Zuallererst: Dieses mit Aquarellen von Grisha Fisher versehene Buch ist eine Augenweide voller Überraschungen. Ich jedenfalls hatte keine Ahnung, dass Pflanzen kaum erforscht sind und dass wir noch nicht einmal annähernd wissen, „wie viele es überhaupt gibt, wie sie funktionieren oder welche Eigenschaften sie besitzen.“
Der Pflanzengenetiker (was es nicht alles gibt!) Stefano Mancuso hingegen weiss einiges über Pflanzen. Dass sie empfindungsfähiger als Tiere sind, zum Beispiel. Oder dass sie äusserst mitteilsam und ausgesprochen soziale Wesen sind. Oder dass sie keineswegs unbeweglich (sie bewegen sich, wenn auch sehr langsam), sondern sesshaft sind.
Der grundlegende Unterschied von Pflanze und Tier besteht darin, dass Tiere ein Kommandozentrum besitzen und Pflanzen multizentrisch sind. Anders gesagt: Tiere sind Individuen, Pflanzen Gemeinschaftswesen. Die unglaubliche Reise der Pflanzen ist reich an solchen Informationen. Und da sie für mich neu und spannend sind, mache ich ganz wunderbare Entdeckungen.
So war mir etwa nicht bekannt, dass Pflanzen reisen. Doch das tun sie. Als im November 1963, ausgelöst von vulkanischer Aktivität auf dem Meeresboden, einhundert Kilometer südlich von Island eine neue Insel entstand, wurde sie zum Naturschutzgebiet erklärt, zu dem nur Wissenschaftler Zugang hatten, die in der Folge beobachteten, dass die Samen der Gefässplanzensorten, die sich dort ansiedelten, durch den Wind (9 Prozent), über das Meer (27 Prozent) und mit Vögeln (64 Prozent) dort hingelangt waren.
Pflanzen sind ungemein widerstandsfähig.
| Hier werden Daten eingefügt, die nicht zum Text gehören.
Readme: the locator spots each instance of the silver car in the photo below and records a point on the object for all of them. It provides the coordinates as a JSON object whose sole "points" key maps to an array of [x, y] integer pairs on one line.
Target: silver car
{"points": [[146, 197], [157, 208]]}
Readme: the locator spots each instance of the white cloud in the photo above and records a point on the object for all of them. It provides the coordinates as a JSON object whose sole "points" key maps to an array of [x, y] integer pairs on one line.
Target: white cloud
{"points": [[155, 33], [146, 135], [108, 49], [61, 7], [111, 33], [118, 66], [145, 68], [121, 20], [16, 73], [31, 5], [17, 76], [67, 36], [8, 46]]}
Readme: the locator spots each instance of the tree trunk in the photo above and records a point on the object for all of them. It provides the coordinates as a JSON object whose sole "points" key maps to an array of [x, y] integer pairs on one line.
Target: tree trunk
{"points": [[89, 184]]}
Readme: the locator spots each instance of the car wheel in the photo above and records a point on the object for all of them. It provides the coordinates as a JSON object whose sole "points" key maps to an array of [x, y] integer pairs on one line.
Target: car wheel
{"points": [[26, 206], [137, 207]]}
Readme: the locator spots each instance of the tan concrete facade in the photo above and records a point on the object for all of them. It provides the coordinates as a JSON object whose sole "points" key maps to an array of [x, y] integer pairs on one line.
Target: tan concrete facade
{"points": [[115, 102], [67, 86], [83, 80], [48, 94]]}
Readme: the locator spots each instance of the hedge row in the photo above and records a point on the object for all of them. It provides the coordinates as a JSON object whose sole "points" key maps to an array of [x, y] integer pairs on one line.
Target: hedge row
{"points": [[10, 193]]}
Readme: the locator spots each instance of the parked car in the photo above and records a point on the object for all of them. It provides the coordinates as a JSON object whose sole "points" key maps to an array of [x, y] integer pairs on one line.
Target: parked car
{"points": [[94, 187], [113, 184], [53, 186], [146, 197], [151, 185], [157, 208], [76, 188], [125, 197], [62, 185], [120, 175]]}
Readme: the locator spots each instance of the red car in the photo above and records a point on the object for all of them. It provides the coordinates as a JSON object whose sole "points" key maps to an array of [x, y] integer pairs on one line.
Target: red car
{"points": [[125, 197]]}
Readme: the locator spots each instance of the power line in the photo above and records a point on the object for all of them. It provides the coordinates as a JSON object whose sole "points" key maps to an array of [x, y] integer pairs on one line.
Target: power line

Als nach dem Reaktorunfall von Tschernobyl am 26. April 1988 das Gebiet um das Kernkraftwerk gesperrt wurde, entwickelte sich auf diesem Territorium durch das Fernbleiben der Menschen eines der artenreichsten Gebiete der ehemaligen Sowjetunion. „Trotz der Strahlung ist die pflanzliche und tierische Vielfalt inzwischen grösser als vor der Naturkatastrophe.“ Und als die Atombombe über Hiroshima explodierte und buchstäblich alles verdampfte, gab es drei Bäume, die die Atombombe überlebt hatten und noch heute in einem prächtigen Garten zu besichtigen sind.
Allem Leben ist ein unaufhaltsamer Expansionsdrang eigen. Eine Folge davon sind die invasiven Tier- und Pflanzenarten, die zu uns gelangt sind. Der Mais, zum Beispiel, der aus Mexiko kommt. Oder die aus Mittel- und Südamerika stammende Tomate. Oder das ursprünglich in Indien beheimatete Basilikum.
Der Expansionsdrang hat auch zur Folge, dass es einige Bäume an ausgesprochen unwirtliche und höchst entlegene Orte des Planeten verschlägt. Solche alleinstehende Bäume sind aussergewöhnliche Überlebenskünstler und von besonderem Interesse für die Wissenschft, denn sie sind so recht eigentlich ein Widerspruch in sich, „denn Leben ist nur in einer Gemeinschaft von Lebewesen, mit anderen Angehörigen der eigenen Art möglich.“
Am Beispiel der Fichte von Campbell Island (die Insel befindet sich etwa 600 Kilometer südlich von Neuseeland inmitten der Subantarktis und ist mit ihrer Fläche von 112 Quadratkilometern etwas grösser als Sylt) erläutert Stefano Mancuso, was den Beginn der Anthropozäns (das Zeitalter, das aktiv vom Menschen geprägt ist) markieren könnte. Neugierig geworden? Greifen Sie zu Die unglaubliche Reise der Pflanzen, es lohnt sich!
Fazit: Eine Entdeckungsreise der besonderen Art und ein wunderbarer Augenöffner.